Given the usability aspect of the Working Group's goals, it is useful to gather data from representative user groups to validate the recommendations made. The following are suggestions of methods to evaluate the usability of the security context information as it is presented to the user. The results of these methods can be used to support the claims made, to guide the design of future recommendations, or to indicate areas where more attention is necessary.

The suggested methods are modeled after previously conducted user studies, reference to these will be included where applicable.

Preparation for Verification: Identifying a User for Relevant Use Cases

Relevant use cases should be chosen from the list written for the working group. The chosen use cases should be representative of the tasks where the usability of the security context information is in question. Once the set is decided on, personas or profiles should be created for the target user in each.

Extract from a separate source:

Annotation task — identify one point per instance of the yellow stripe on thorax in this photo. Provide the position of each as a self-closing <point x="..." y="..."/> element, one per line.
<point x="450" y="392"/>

The process for identifying the target user should include taking a use case and making a note of what security information is relevant to different levels of users for the given task. Dependent on the use case, there may be a few levels of relevant information given the user's final goal and level of expertise; not all users require the same amount of context information.

Knowledge of who the target user is will help evaluate whether the amount of effort to extract the information is appropriate according to the user's level of experience.

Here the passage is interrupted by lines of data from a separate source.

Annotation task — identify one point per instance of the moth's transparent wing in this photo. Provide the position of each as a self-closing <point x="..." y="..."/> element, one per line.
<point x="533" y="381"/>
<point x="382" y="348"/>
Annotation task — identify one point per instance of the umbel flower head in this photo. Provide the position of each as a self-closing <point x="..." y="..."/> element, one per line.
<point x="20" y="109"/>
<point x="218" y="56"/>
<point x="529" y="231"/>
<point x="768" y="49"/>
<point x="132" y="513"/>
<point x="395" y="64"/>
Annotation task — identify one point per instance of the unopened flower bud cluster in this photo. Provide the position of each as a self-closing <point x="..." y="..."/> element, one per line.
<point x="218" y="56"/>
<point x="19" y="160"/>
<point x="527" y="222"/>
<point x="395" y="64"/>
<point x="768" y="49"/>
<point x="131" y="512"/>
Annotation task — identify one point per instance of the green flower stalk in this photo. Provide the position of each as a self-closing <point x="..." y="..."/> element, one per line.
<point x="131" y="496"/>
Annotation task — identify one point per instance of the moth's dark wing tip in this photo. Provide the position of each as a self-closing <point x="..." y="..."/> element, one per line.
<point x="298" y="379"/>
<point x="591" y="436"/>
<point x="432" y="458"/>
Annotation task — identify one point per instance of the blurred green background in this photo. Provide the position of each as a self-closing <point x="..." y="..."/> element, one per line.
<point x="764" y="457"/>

An example where this distinction is useful is when a user needs to be concerned with who issued a certificate, or some other detail that isn't relevant to all users, but should be available on when necessary.

Aspects to Verify

The user test verification should evaluate whether the meaning of the security context information is clear to the user, if the necessary information is available given a reasonable amount of effort according to the task and the user's level of experience, and if the meaning can be determined with little to no training.

Suggested Methods

In each of these methods, the ideal participants are users who most closely represent the user groups defined for the use cases.

One method of user test verification involves participants performing the tasks in the use cases, and asking questions afterwards to gather feedback on how they felt about the security information they were provided with. The format would be similar to an in-lab study followed by a questionnaire.

Another method to gather feedback would be to present participants with the security information in the context of the tasks, without asking them to actually carry out any actions. The format would be more like an interview, or a focus group. The participant would be shown screen shots or something similar, and asked if the information presented sufficient and clear enough for them to make a security decision.

With both of these methods questions to ask the participants would be similar to: Do you understand the information the cue portrays? What does the cue suggest (to help indicate sources of confusion)? Do you feel this information is easily accessible? Do you think enough relevant information is displayed?

The task-based method is slightly more flexible and can be used to gather feedback that may be more representative of how users may react in a natural setting. It's possible to structure the study in a way that distracts the focus from being purely on browsing securely ( which is the case when the user is browsing at home). Similar to the user study on phishing toolbars by Wu et al, the task-based user study can also be adjusted so training is given halfway through the session so feedback can be gathered about the effects of training on results.

Also, the task-based method can be modified to gauge whether or not it is possible to trick the user into trusting a spoofed security cue. Possible spoofs or changes to the security cues could be presented to the participants in the tasks to see if they fall for the fake cues. The study would then be similar to the study in Why Phishing Works by Dhamija et al.